Als je heggenscharen wilt gebruiken om de hoogte te beperken of een gewenste vorm te bereiken, dan kan dat ook. Dit gebeurt in de herfst of lente vóór de eerste scheuten.
Als de wilde rozenhaag al een paar jaar staat, kan de bloeikracht afnemen. In sommige gevallen worden gebieden ook geleidelijk kaal. Een radicalere blend wordt hier aanbevolen, omdat deze een verjongende werking heeft. De volgende instructies onthullen de noodzakelijke procedure:
- Om weer weelderige en volle groei te krijgen, worden eerst de oudste scheuten verwijderd. De kale en houtige takken worden zo dicht mogelijk bij de grond afgesneden. U kunt ook zo ver afsnijden dat delen met veel blad nog steeds behouden blijven.
- In de tweede stap worden individueel uitstekende scheuten, scheuten die naar binnen of gekruist groeien en beschadigde delen van de plant verwijderd.
- Als oude rozentakken zijn afgeknipt en de haag in zijn geheel is uitgedund, kan deze nog een uiterlijke vorm krijgen.

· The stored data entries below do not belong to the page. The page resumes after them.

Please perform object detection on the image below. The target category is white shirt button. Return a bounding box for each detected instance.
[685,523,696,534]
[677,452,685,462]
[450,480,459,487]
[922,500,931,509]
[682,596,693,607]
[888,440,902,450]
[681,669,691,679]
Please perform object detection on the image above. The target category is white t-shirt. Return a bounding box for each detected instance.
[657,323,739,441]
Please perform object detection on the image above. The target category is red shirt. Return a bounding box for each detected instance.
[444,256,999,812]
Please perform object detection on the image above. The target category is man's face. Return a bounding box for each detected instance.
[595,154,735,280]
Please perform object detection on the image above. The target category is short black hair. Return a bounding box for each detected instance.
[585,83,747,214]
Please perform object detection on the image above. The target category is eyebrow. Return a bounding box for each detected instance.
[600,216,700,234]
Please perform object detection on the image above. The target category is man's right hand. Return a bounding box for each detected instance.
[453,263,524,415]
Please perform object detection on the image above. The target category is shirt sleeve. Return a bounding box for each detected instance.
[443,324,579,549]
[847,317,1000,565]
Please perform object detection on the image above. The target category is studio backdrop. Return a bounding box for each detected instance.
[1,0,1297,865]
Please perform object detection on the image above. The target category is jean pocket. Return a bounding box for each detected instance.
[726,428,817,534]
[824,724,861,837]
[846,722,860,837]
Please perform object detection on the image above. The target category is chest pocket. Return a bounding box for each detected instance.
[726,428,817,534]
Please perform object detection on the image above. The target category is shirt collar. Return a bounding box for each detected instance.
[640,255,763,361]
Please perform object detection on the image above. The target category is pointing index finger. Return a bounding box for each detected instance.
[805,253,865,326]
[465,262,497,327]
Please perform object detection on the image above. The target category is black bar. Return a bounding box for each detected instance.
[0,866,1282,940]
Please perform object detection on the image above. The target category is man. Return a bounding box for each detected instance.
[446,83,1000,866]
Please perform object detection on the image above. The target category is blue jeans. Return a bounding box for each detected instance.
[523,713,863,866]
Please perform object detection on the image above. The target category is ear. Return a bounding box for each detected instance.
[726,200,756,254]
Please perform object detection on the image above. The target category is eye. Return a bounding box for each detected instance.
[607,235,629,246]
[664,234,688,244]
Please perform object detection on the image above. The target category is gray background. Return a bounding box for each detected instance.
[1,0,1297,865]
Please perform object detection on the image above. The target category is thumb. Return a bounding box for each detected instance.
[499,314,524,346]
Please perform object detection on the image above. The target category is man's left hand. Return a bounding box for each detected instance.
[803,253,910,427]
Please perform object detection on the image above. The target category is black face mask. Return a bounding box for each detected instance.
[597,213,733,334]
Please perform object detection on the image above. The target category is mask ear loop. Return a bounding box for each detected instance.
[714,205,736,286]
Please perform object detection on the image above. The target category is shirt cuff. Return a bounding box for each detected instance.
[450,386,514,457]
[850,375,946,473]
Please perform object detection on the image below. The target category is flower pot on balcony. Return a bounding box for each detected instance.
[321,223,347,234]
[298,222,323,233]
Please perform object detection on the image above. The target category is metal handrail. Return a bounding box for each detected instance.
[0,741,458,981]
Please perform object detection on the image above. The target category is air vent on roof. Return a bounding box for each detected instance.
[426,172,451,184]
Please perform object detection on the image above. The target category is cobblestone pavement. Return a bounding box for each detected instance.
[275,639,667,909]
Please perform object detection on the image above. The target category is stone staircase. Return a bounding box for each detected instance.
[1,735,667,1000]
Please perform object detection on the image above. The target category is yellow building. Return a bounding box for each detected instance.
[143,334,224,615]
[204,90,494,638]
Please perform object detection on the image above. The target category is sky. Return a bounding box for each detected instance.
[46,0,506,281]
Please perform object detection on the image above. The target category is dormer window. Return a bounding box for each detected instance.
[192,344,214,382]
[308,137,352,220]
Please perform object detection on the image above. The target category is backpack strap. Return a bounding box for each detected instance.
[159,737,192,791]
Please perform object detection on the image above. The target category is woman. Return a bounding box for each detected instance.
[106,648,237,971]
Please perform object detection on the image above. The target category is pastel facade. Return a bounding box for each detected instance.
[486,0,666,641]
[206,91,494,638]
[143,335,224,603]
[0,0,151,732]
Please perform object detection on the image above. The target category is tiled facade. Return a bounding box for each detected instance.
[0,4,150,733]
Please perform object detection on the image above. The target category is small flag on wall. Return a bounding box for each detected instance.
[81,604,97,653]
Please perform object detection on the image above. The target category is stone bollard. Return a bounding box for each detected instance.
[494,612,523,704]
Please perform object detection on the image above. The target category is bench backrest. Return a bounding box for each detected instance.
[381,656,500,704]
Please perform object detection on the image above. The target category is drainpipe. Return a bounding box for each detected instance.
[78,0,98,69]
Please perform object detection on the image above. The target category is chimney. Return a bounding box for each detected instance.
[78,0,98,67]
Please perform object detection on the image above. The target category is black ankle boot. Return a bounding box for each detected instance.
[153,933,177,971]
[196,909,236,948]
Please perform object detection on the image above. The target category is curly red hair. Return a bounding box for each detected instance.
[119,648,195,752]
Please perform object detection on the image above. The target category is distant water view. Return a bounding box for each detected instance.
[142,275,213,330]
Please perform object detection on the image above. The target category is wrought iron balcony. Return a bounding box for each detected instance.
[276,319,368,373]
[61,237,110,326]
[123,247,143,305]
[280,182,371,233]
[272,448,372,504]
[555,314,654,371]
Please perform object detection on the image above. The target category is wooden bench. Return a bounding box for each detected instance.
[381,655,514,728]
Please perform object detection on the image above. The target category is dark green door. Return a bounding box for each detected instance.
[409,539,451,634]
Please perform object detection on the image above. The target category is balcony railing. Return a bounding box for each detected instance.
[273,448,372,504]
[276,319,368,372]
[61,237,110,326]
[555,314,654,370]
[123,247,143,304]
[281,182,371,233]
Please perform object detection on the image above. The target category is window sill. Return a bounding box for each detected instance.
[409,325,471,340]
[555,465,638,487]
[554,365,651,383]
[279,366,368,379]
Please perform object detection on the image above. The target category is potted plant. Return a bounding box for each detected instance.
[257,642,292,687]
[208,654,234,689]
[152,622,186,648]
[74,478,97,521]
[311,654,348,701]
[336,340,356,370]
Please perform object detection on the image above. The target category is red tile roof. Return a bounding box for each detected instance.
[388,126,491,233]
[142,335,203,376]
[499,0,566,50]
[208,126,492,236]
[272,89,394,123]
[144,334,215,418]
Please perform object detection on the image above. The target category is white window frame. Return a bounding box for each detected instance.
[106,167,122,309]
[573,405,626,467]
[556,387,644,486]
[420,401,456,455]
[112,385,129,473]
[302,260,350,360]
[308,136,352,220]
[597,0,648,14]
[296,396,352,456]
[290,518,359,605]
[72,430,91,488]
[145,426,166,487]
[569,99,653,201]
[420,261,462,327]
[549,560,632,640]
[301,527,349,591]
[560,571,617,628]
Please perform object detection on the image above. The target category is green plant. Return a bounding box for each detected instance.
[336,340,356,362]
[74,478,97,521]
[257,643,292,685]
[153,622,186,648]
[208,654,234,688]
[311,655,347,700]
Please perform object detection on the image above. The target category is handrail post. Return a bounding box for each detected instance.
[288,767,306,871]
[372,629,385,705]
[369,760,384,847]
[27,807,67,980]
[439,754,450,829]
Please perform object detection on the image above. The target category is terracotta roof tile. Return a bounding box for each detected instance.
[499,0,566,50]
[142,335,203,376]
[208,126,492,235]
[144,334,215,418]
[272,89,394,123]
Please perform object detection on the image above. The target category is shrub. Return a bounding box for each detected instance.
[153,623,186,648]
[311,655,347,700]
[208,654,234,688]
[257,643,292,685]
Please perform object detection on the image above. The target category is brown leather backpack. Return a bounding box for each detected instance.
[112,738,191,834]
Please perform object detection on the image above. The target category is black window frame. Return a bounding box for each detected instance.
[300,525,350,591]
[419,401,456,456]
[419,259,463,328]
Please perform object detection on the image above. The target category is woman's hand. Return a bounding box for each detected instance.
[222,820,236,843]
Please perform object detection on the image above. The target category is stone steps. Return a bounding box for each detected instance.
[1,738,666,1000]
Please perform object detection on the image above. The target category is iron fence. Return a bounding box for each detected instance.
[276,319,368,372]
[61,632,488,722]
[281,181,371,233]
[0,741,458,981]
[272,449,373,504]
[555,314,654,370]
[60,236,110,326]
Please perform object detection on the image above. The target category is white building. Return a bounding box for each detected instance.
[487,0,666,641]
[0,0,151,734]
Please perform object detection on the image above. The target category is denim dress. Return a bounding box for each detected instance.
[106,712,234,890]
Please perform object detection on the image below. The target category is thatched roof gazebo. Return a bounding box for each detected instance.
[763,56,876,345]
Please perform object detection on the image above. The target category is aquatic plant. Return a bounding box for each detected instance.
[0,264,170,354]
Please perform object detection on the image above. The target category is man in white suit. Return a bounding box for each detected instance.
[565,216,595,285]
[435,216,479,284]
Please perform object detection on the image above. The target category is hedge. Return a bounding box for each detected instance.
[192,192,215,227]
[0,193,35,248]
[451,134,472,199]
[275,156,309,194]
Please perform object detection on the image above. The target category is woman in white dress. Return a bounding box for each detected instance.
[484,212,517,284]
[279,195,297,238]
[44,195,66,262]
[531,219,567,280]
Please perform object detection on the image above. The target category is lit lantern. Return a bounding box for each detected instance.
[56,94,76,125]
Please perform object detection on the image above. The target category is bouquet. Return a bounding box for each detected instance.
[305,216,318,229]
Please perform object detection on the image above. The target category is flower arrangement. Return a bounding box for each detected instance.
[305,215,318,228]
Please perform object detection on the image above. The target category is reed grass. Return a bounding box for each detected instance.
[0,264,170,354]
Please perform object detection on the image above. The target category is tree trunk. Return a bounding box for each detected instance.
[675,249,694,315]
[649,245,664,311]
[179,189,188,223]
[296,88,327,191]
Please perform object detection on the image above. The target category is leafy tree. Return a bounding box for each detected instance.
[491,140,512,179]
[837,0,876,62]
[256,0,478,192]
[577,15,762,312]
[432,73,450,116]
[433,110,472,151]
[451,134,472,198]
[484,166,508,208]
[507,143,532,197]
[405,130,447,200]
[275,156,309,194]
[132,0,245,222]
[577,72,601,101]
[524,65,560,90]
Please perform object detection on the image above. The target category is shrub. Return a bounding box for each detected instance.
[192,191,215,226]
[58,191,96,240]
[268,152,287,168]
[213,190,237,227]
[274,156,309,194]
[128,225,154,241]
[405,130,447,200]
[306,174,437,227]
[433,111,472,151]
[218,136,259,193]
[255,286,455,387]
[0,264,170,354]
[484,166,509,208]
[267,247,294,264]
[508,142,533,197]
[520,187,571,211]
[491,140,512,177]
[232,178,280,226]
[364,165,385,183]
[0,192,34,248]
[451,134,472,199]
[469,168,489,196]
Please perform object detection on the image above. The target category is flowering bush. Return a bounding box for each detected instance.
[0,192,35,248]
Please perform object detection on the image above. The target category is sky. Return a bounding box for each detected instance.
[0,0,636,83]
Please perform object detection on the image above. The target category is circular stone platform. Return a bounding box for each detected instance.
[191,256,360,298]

- Na deze maatregel is het raadzaam om de haag water en kunstmest te geven. Als de stekken echter in de herfst zijn gemaakt, mag de bemesting pas in het volgende voorjaar worden uitgevoerd. Anders zouden de voedingsstoffen de winterslaap verstoren.
Conclusie
Een wilde rozenhaag trekt vogels en bijen aan, bedwelmd door de geur van bloemen en natuurlijke schoonheid. Omdat hij weinig verzorging nodig heeft en gemakkelijk te combineren is met andere planten, kan hij aan vrijwel elke smaak worden aangepast. Er zijn dus veel voordelen waar zelfs beginners van kunnen genieten in de plantenverzorging.